/// Rubrik: Stadtleben

Kreuzlinger Wasser schlägt zu Buche

Kreuzlingen – Die Technischen Betriebe Kreuzlingen gehen mit einem kleineren Ertragsüberschuss ins 2020 als ins 2019. Die höchsten Einbussen haben sie im Wasserversorgungsnetz mit 365‘000 Franken gemacht. Ein Grund dafür ist die Änderung bei der Budgetberechnung und das der Bereich Wasser seine Sanierungen nicht selbst tragen kann.

(V.l.n.r.) Stadtrat Thomas Beringer, Kaufmännische Leiterin TBK Susanne Bergsteiner und Direktor TBK Guido Gross. (Bild: Andrea Vieira)

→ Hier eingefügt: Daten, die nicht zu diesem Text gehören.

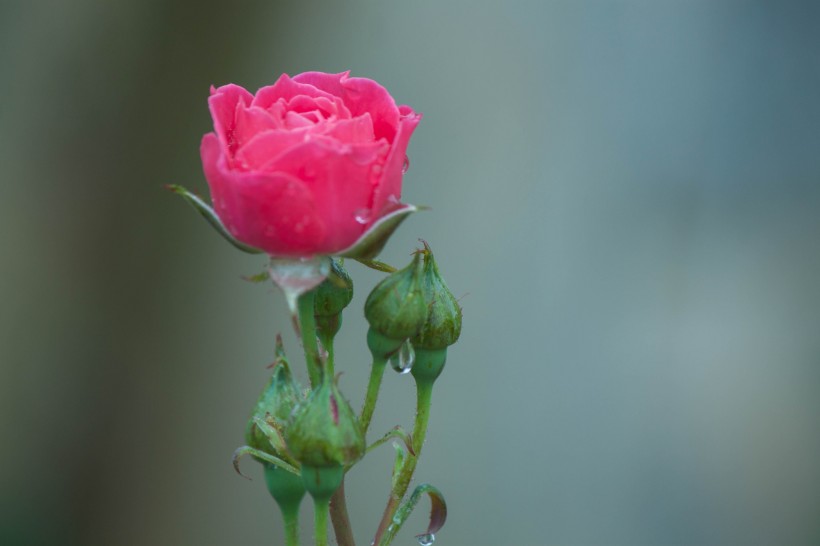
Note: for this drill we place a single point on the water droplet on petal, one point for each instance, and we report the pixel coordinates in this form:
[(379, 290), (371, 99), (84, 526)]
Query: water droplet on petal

Den Technischen Betrieben Kreuzlingen (TBK) geht es nicht schlecht. Dieses Jahr haben sie einen Ertragsüberschuss von insgesamt 152‘000 Franken. Er ist aber um 552‘000 Franken tiefer als im Vorjahr. Damals lag der Überschuss bei 704‘000 Franken. Diese Einbusse kommt hauptsächlich vom Geschäftsbereich Wasser mit einem Minus von 365‘000 Franken. Verantwortlich ist die Zuführung zum Erneuerungsfonds des Budgets 2020 und die zu tiefe Selbstfinanzierung. Investitionen ins Wassernetz kann die Sparte Wasser nicht selbst tragen. «Es ist unumgänglich das die Tarife auf 2021 nach oben angepasst werden müssen», sagte Stadtrat Thomas Beringer an der Medienkonferenz. Das Wasserversorgungsnetz ist das älteste Versorgungsnetz der Stadt und benötigt die meisten Sanierungsarbeiten.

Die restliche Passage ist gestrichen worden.